Ao analisar os diversos programas de combate à anemia falciforme no Brasil que vem sendo
implementados, desde 1995, com intensa participação de ativistas do movimento negro, por diversos
estados, municípios e também pelo governo federal, Peter Fry, antropólogo da Universidade Federal
do Rio de Janeiro, faz um alerta: a idéia de “raça”, num sentido biológico, segundo ele, estaria sendo
retomada. “Parece-me que, no Brasil, o apoio aparentemente total que os ativistas negros prestam ao
PAF Programa de Anemia Falciforme significa que a anemia falciforme tornou-se, muito mais do que
uma doença a ser detectada e tratada, um poderoso elemento no processo de naturalização da ‘raça
negra’ (por oposição lógica e política a ‘raça branca’). Em outras palavras, um marcador de diferença
num país onde as delimitações raciais são imprecisas e ambíguas”, avalia Peter Fry.

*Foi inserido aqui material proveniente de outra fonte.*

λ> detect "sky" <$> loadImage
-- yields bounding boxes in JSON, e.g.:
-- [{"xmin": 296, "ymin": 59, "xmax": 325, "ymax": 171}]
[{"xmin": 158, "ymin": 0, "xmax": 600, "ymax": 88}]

Para o antropólogo, a dificuldade histórica do movimento negro de persuadir “os mulatos,
cafuzos, mamelucos, morenos escuros e claros” a se juntarem numa única categoria “negro” estaria
fazendo com que parcela do movimento aderisse ao discurso da doença “racial” como uma maneira de
se criar uma identidade. “Parece razoável supor que a anemia falciforme veio no sentido de legitimar
esse processo”, sentencia o antropólogo em artigo recente. Nesse contexto, não se pode esquecer
que a associação entre anemia falciforme e população negra é uma estratégia perigosa: ela pode
aumentar o preconceito racial e o próprio racismo tal como aconteceu nos Estados Unidos.